Ellen talked her around. Ellen could always do that.

Now that was somebody who was sweet. Ellen never talked back to her mama or to teachers, never asked why I was dressed like Wednesday Addams on the beach, and the one time she drank, it’s because they accidentally gave her the real wine at communion instead of the grape juice they used for the kids.

That wasn’t even her fault, but she still felt so bad about it that she told her parents immediately.

We were a funny little trio, I guess. The wild one, the sweet one, and then … me. The odd one, the one who didn’t quite “match.” But we’d been friends since we’d shared the infant and toddler room at the St. Medard’s Bay First Baptist Church Day Care, and that was a forever kind of love.

I thought it was, at least.

And then Audrey.

You didn’t grow up in St. Medard’s Bay without knowing about the hurricanes.

Lo’s daddy had died in the last big one, Delphine back in ’65.

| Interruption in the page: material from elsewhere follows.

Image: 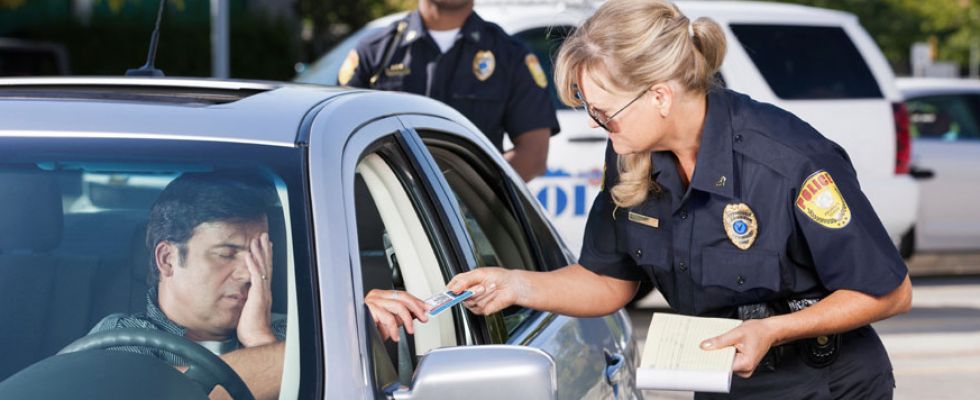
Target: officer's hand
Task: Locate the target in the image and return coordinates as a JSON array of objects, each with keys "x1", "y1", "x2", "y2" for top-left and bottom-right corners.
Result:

Lo hadn’t even been born yet. Her mom had climbed a tree, but her daddy had slipped and fallen, drowning “in an instant,” Lo always said, even though, privately, Ellen and I sometimes reminded each other that you can’t drown instantly.

But I understood why she’d want to think that. It was too awful, imagining him struggling, trying to breathe, only to pull in filthy water, lungs burning, chest like a vise.

The thing is, though, none of us remembered Delphine.

We weren’t born back then, and our parents didn’t talk about it because not talking about anything unpleasant ever is as much a Southern tradition as biscuits and gravy.

So even though we grew up hearing these stories, they felt far away.

Like a village that had slain a dragon decades ago, and sure, maybe the dragon would come back, maybe the dragon had babies that would grow up and come seeking revenge, but the more time passes without the beating of wings in the sky, the more the villagers start to think maybe the dragon was just a myth.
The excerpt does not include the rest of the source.